There’s Growing Evidence Of Volcanic Activity On Venus

There’s Growing Evidence Of Volcanic Activity On Venus

Standing on the surface of Venus, your body would be crushed by the immense pressure, fried by the lead-melting heat, and dissolved by sulfuric acid thunderstorms. Too bad, because if you could survive on Venus, you might witness some epic volcanic eruptions.

A high resolution topo map of Venus’s surface produced by the Magellan spacecraft.

The longstanding hypothesis that Venus, like the Earth, is a volcanically active planet, is backed by new evidence published in Geophysical Research Letters. Combing through thermal imaging data from the Venus Express spacecraft’s Venus Monitoring camera, a team of geologists identified transient temperature spikes at several spots on the planet’s surface.
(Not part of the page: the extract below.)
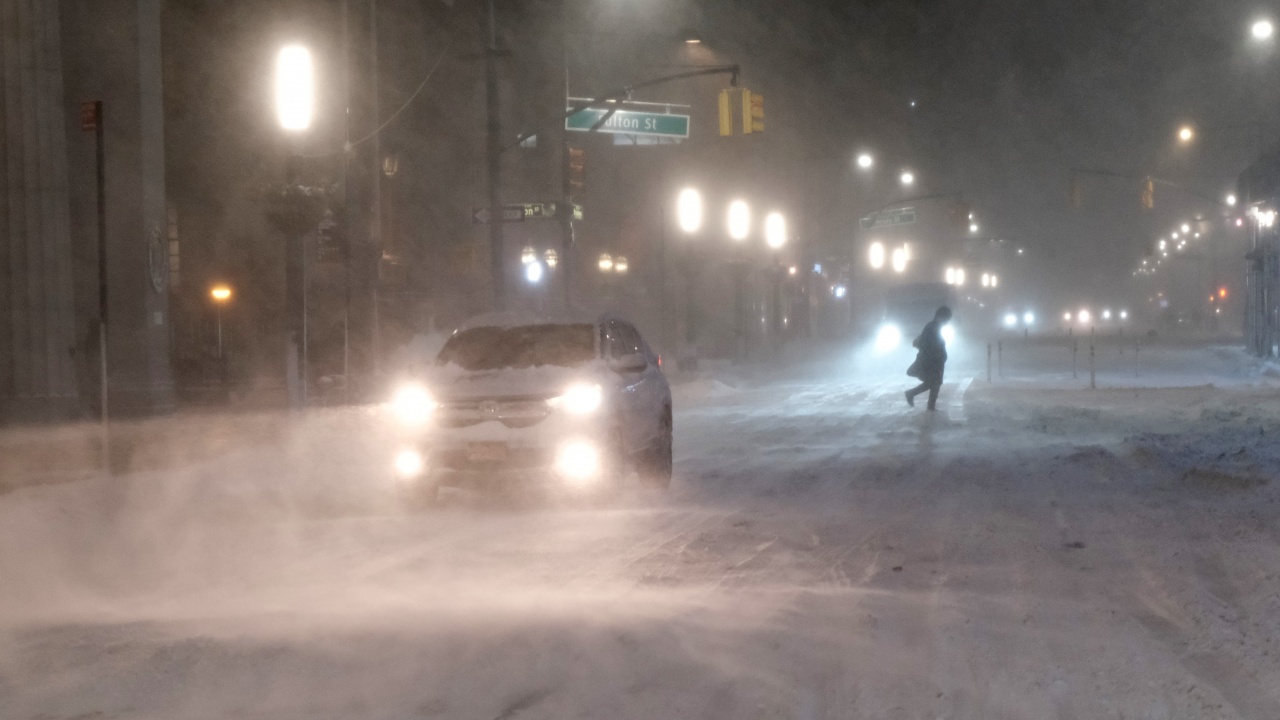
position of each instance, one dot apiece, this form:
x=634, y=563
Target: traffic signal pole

The spikes, which upped the temperature several hundred degrees Celsius over a range of one to 200 square kilometres, are being interpreted as active lava flows.

“We were able to show strong evidence that Venus is volcanically, and thus internally, active today,” said study co-author James W. Head in a press release. “This is a major finding that helps us understand the evolution of planets like our own.”
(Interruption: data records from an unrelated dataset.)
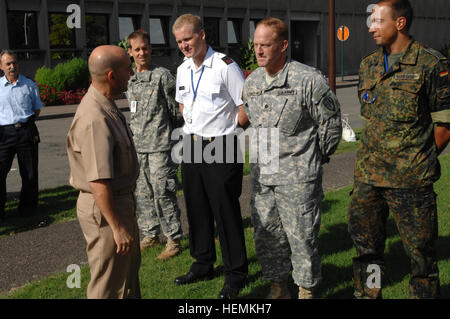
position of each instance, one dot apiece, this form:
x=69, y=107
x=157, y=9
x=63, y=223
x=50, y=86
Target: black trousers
x=211, y=192
x=22, y=141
The temperature anomalies in question were discovered in the Ganiki Chasma, a large rift zone that sounds like it could be the spawning grounds for a race of fire-loving kaiju. Mapped in the 80s and 90s by the Soviet Venera and US Magellan missions, the Chasma is a region (like our own East African rift) where crustal plates are stretching apart, causing hot mantle material to rise, decompress, and liquify.

“We knew that Ganiki Chasma was the result of volcanism that had occurred fairly recently in geological terms, but we didn’t know if it formed yesterday or was a billion years old,” Head said. “The active anomalies detected by Venus Express fall exactly where we had mapped these relatively young deposits and suggest ongoing activity.”

It’s the latest in a growing pile of data supporting volcanic activity on Earth’s nearest neighbour. In 2010, an infrared imagining analysis hinted at other lava flows that were anywhere from a couple thousand to a few million years old. Two years later, scientists reported transient plumes of sulphur dioxide — a product of volcanic eruptions — high above the clouds in the Venusian skies.

Volcanic activity seems to be a rarity in our solar system, occurring (to our knowledge) only on Earth and Io. Yet, perhaps it’s not surprising that Venus, a planet with an active climate system and a dazzling array of complex surface features, would also bear this hallmark of geologic activity.

Surprising or not, it’s certainly very cool.